Carrie reaches out to Astrid for help in identifying the person who shot Quinn, and she is able – with an assist from her boss, a lovely cameo from Rainer Bock – to confirm that the shooter is (or, I suppose, was) a regular freelancer for Russian intelligence. Allison, who confirms that she put Carrie’s name on Quinn’s kill list, is also confirmed as being in the pocket and/or bed of Ivan – who, in case the name isn’t enough of a clue, is also Russian. Together with developments in previous episodes, it very much looks at the moment as if Vladimir Putin has at least succeeded in making it acceptable to recreate the Cold War era in present-day TV drama.
Quinn doesn’t know any of this, mind you; he’s holed up, with his unpleasantly septic bullet wound, in what looks like a shipping container. Poor Jonas – way out of his depth in Carrie’s world – is roped in to provide nursing services for a couple of hours, while Carrie runs some spy errands. Of course, Carrie turns out to have lots to keep her occupied in the outside world, while Quinn’s health continues to decline, and a panicky Jonas eventually agrees with Carrie by phone that Quinn needs proper medical attention.

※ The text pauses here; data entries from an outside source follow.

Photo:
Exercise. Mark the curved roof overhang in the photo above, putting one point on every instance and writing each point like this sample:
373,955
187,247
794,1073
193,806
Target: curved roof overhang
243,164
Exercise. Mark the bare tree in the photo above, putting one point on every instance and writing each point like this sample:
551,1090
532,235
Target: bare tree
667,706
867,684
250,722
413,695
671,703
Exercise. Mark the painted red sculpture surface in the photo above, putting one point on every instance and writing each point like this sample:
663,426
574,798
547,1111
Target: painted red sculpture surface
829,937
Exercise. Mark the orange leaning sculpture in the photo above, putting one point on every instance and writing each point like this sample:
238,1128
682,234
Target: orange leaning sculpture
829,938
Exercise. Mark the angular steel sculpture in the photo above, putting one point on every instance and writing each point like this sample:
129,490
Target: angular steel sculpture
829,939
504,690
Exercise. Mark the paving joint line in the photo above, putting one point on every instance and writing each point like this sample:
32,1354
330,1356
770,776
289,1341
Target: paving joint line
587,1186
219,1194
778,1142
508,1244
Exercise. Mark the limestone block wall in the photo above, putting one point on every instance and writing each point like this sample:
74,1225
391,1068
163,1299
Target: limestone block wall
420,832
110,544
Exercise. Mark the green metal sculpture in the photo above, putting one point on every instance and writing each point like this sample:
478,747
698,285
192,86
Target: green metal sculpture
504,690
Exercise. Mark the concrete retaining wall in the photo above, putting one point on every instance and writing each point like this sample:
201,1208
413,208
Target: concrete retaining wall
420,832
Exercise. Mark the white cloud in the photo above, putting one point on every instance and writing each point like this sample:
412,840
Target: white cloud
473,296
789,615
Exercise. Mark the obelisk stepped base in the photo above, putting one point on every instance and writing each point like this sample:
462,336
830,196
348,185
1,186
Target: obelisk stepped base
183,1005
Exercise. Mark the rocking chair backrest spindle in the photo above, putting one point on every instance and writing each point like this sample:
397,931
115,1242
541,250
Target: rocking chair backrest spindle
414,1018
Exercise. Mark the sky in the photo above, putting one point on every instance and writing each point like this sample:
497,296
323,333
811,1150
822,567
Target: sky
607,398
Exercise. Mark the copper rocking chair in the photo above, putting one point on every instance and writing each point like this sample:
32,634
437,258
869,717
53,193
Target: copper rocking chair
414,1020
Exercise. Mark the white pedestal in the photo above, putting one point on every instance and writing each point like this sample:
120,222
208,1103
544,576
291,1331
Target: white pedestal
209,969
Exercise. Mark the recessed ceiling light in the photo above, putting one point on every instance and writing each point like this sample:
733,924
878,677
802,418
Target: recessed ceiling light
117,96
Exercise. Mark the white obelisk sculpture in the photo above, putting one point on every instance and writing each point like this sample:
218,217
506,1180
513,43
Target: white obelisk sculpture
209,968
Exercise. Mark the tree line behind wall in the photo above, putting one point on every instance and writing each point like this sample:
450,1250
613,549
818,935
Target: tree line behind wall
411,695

This is something Quinn is desperate to avoid – he seems to think it’ll lead to Carrie being killed, this time for reals – so when he overhears Jonas discussing this he gets out of the shipping container. I would say that he does a runner, but in truth it’s more of a blood-soaked shuffle, although he’s still more than quick enough to get away from Jonas before he knows what’s happening.
And then Quinn plans to kill himself in what looks like an unnecessarily fussy way, by tying himself to a concrete block and throwing himself into a canal. Before he can jump, though, he’s interrupted by a stranger, who unties him. (If, of course, he is a stranger, although it’d be a pretty huge coincidence if there’s a secret services operative prowling the midnight streets of Berlin looking for spies to save from drowning.) Quinn’s too enfeebled to do much about it, though, so he stumbles away, tries and fails to climb into a dumpster, and collapses, followed once again by the “stranger”. Which is where we leave Quinn for now. I’d be surprised if the writers let Quinn go out like that, so I’d guess he’ll be back.
Meantime Allison is trying to drive a wedge between Dar Adal and Saul, and she’s got some good material – the bomb which brought down General Youssef’s plane last week is similar to one used by Israel in the past. Moreover, Saul’s Israeli bud, Etai, was in Geneva the day before the explosion. Adal tells Allison to put Saul under surveillance, which unless I missed something kind of baffled me – doesn’t Adal know that they’re hooking up? Why would he think Allison can be trusted to keep that away from Saul? Unless, of course, Saul and Dar are playing one of their long games. Anyway Saul, by now under surveillance, visits Etai to more or less accuse him of bringing the plane down; Etai more or less denies it, but in terms which are still somewhat equivocal.
But Saul has one more thing to do – escape the surveilllance he seems to know about and meet up with Carrie. So just as last week’s episode brought Quinn back into Carrie’s orbit – a good thing – this one at least serves the purpose of bringing Carrie and Saul back together, as she turns to one of the very few people she can trust, even if he doesn’t like her very much at the moment. That apart, though, ‘Better Call Saul’ felt once again like a lot of setting-up; this week, though, without the explosive ending, which made it a little frustrating.